Bilindiği gibi şu an itibariyle insanların ve canlıların eksiksiz ve tüm detaylarıyla nasıl öğrendiğini tam olarak açıklayamıyoruz. İnsan dediğimiz canlı; varlığı özünden önce gelen ve kendisine biçilen o yüksek değere ulaşabilmek için erdemli olma, ideal olma ve insanı kâmil olma çabası içine girer ve tam manasıyla insan olma özüne ulaşmaya çalışır. Değerli dostlar, işte bu öze ulaşma çabası içerisine giren insan canlısına profesyonel düzeyde yardım ve destek sağlamak için eğitimciler devreye girerler. Çünkü bu kritik süreç tesadüflere bırakılamayacak kadar önemli ve hayatidir. İnsan canlısının var olduktan sonra kendini gerçekleştirme adına insan olma özüne ulaşma çabasının ve bu gelişimsel sürecin ana parametresi; akıl etme, aklını kullanma ve düşünerek akıl yürütmedir. Cenabı Allah’ın yüce kitabımızda da belirttikleri gibi, “akıl edilmesi” ve aklın kullanılması istenmektedir. Biyolojik, sosyal, psikolojik ve kültürel bir varlık olan insanın; kendisine bahşedilen ve her bir insan için kendisine özel olan beden teknolojisi ölçeğinde kâinatın sahibi olan mutlak otorite ve mutlak aklın uzantısı ve temsilcisinin aklımız olabileceğini idrak etmek gerekir. Öyleyse en önemli eğitim meselemizin işte bu aklın geliştirilmesi, kullanılması ve böylece düşünsel süreçlerde varlık, bilgi ve değerleri öncelikli olarak zihinsel süreçlerde temellendirmek olacaktır. Felsefenin temel sorgulama alanları olan bu üç temel problemin doğal olarak felsefenin sorgulama alanları olduğu unutulmamalıdır. Bu dinamik sürecin ortaya çıkardığı değerler boyutuyla hayal kurmayı da kapsayacağı bilinmektedir. Gerçekten hayal geleceğin tasarımıdır. Hayaller geçmişe yönelik değil, geleceğe dönük olarak kurulur. İşte bu noktada imkânsızı mümkün kılan felsefe olarak tanımlamaya çalıştığım “Teyo Pehlivan felsefesi” çok önemli ve değerlendirildiği zaman, özellikle eğitim açısından anlamlı olacağını belirtmek isterim. Çünkü Erzurum Hasankaleli olan ve post modern Don Kişot olarak tanımlayabileceğim Teyo Pehlivan; önce bir hayal kurar, bu hayale kendisi de kesinlikle inanır ve bu hayal dünyasında (fıkrada) bir problem yaratır ve o problemi Teyo Pehlivan’a çözdürür. Problemin çözümü o an itibariyle her ne kadar imkânsız olsa da, ilerleyen zamanlarda mümkün olduğunu görüyoruz.

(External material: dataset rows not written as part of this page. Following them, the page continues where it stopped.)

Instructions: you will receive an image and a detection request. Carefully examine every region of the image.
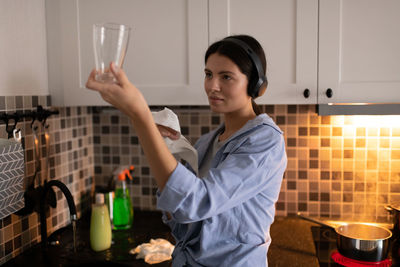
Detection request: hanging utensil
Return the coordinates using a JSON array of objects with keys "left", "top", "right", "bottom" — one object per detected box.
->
[
  {"left": 43, "top": 123, "right": 57, "bottom": 208},
  {"left": 297, "top": 213, "right": 392, "bottom": 262}
]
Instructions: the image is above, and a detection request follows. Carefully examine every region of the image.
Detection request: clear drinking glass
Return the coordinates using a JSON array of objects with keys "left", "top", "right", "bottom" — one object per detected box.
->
[{"left": 93, "top": 22, "right": 131, "bottom": 83}]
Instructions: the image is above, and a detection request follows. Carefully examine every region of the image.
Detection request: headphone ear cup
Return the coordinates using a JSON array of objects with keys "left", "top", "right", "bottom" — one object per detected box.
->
[{"left": 248, "top": 75, "right": 267, "bottom": 98}]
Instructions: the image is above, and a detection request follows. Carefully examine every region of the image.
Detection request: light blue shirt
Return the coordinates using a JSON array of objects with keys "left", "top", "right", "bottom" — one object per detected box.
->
[{"left": 157, "top": 114, "right": 287, "bottom": 267}]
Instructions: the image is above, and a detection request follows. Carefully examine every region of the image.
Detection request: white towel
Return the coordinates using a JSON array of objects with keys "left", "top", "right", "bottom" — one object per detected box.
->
[
  {"left": 152, "top": 108, "right": 198, "bottom": 174},
  {"left": 130, "top": 238, "right": 175, "bottom": 264}
]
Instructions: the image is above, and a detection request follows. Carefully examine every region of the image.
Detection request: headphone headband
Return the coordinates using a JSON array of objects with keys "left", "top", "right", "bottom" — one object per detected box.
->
[{"left": 223, "top": 37, "right": 267, "bottom": 98}]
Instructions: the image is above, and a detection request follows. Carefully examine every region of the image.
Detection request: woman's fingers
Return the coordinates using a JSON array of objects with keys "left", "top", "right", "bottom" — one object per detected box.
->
[
  {"left": 157, "top": 125, "right": 180, "bottom": 140},
  {"left": 111, "top": 62, "right": 130, "bottom": 86}
]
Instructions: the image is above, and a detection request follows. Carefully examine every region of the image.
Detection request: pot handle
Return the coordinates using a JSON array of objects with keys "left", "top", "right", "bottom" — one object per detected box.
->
[
  {"left": 297, "top": 212, "right": 335, "bottom": 229},
  {"left": 385, "top": 205, "right": 394, "bottom": 214}
]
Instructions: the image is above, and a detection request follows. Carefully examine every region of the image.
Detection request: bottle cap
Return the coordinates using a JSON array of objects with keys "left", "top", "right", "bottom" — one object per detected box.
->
[{"left": 95, "top": 193, "right": 105, "bottom": 204}]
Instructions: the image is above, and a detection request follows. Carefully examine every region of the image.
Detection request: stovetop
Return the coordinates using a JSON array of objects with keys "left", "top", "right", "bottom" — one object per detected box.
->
[{"left": 311, "top": 226, "right": 400, "bottom": 267}]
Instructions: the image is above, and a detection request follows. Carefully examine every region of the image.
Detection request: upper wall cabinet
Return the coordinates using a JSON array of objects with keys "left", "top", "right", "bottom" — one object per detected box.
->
[
  {"left": 318, "top": 0, "right": 400, "bottom": 104},
  {"left": 46, "top": 0, "right": 400, "bottom": 106},
  {"left": 46, "top": 0, "right": 209, "bottom": 106},
  {"left": 209, "top": 0, "right": 319, "bottom": 104}
]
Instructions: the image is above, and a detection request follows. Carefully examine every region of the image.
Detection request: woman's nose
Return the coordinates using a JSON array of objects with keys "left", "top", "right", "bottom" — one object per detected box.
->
[{"left": 206, "top": 78, "right": 220, "bottom": 92}]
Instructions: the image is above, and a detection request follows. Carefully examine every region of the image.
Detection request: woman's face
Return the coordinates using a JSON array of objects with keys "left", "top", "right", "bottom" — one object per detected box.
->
[{"left": 204, "top": 53, "right": 252, "bottom": 115}]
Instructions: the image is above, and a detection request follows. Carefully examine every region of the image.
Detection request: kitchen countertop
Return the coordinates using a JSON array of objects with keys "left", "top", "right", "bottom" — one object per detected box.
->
[
  {"left": 4, "top": 211, "right": 319, "bottom": 267},
  {"left": 268, "top": 216, "right": 319, "bottom": 267}
]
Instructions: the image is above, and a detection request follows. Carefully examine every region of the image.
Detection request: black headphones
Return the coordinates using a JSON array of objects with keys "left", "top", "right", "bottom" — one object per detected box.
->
[{"left": 224, "top": 37, "right": 268, "bottom": 98}]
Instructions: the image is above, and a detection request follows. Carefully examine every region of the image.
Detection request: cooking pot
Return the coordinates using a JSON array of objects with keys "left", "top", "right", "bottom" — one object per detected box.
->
[{"left": 297, "top": 213, "right": 392, "bottom": 262}]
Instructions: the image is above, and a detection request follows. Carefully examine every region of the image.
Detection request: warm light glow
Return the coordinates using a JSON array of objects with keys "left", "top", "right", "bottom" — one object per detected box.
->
[{"left": 350, "top": 115, "right": 400, "bottom": 127}]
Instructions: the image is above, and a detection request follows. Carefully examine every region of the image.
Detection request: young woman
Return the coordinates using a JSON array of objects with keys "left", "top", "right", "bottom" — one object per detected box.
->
[{"left": 86, "top": 35, "right": 287, "bottom": 266}]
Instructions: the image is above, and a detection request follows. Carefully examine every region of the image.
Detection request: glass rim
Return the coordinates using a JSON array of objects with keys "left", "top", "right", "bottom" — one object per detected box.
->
[{"left": 94, "top": 22, "right": 131, "bottom": 31}]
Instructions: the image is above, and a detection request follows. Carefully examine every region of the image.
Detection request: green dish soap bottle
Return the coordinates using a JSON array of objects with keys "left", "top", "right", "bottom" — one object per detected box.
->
[{"left": 113, "top": 166, "right": 134, "bottom": 230}]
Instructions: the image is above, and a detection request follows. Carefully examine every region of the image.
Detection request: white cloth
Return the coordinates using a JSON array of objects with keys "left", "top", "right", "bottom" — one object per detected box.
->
[
  {"left": 130, "top": 238, "right": 175, "bottom": 264},
  {"left": 152, "top": 108, "right": 198, "bottom": 174}
]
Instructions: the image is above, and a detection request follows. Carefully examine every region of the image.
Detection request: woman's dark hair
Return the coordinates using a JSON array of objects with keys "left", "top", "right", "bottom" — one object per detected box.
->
[{"left": 204, "top": 35, "right": 267, "bottom": 115}]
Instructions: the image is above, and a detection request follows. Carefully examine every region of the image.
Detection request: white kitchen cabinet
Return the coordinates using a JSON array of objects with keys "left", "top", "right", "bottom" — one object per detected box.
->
[
  {"left": 318, "top": 0, "right": 400, "bottom": 104},
  {"left": 46, "top": 0, "right": 209, "bottom": 106},
  {"left": 46, "top": 0, "right": 400, "bottom": 106},
  {"left": 209, "top": 0, "right": 319, "bottom": 104},
  {"left": 1, "top": 0, "right": 48, "bottom": 96}
]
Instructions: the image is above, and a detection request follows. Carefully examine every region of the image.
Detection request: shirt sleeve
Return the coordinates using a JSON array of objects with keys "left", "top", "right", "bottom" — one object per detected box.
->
[{"left": 156, "top": 125, "right": 287, "bottom": 224}]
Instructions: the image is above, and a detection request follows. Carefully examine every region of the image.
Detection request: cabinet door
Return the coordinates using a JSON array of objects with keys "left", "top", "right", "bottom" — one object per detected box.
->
[
  {"left": 209, "top": 0, "right": 318, "bottom": 104},
  {"left": 319, "top": 0, "right": 400, "bottom": 104},
  {"left": 46, "top": 0, "right": 208, "bottom": 106}
]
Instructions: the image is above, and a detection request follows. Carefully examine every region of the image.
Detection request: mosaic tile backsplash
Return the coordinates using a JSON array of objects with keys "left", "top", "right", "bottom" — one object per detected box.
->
[
  {"left": 0, "top": 96, "right": 94, "bottom": 264},
  {"left": 92, "top": 104, "right": 400, "bottom": 224},
  {"left": 1, "top": 97, "right": 400, "bottom": 265}
]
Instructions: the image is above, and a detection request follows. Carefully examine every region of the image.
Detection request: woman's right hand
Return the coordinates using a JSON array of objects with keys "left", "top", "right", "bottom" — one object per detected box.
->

Eğitim ve öğretim süreçlerinin öğrenciler açısından en değerli kazanımlarından birisinin de yeni projeksiyon ve perspektifle ve geçmişten alınacak derslerle anın yaşantılarının yeniden biçimlendirilip değerlendirilmesiyle geleceğin tasarımı olan hayal dünyası olmalıdır. Bu sürecin bir diğer adı da; edinilen öğrenmelerin kullanılmasıyla ve çoğunluğun üzerinde ittifak edeceği doğruya daha yakın değerde yeni bilimsel gerçekliklerin üretilmesidir. Elbette ki bu yeni değerler varlık, bilgi ve değerlerle ilgili olacaktır. Yada edinilen öğrenmelerin ürüne ve teknolojiye dönüştürülmesi denilebilir. Günümüzde yapay zekâ konusunda çok ileri düzeyde çalışmalar yapılıyor ve gerçekten zamanımızı aşan boyutta sonuçlara ulaşılıyor. Ancak bana göre yapay zekâyı daha gerçekçi ölçekte insanileştiremeyen olay; yapay zekânın hayal dünyasının olmamasıdır. İnsan canlısının yani her insanın öğrenmesinin ancak kendi parmak izi kadar kendisine özel olduğu düşünüldüğünde, bu özelden edinilen öğrenmelerin de kişiye özel boyutlar içerdiği anlaşılacaktır. İnsanları birbirinden farklı kılan özelliklerin de, sahip olunan ve doğumla getirildiği düşünülen teknolojiler olduğu anlaşılmaktadır. Kâinatı belli bir düzen ve sistem boyutuyla yaratan Allah, insan canlısı dahil tüm canlıları var ederken her bir nefsi orijinal, eşsiz ve benzersiz, kısacası fotokopisiz var etmiştir. Onun için diyoruz ki; geçmişte, şimdi ve gelecekte ne kadar insan varsa o kadar farklı felsefe (düşünme ve değerlendirip algılama) vardır.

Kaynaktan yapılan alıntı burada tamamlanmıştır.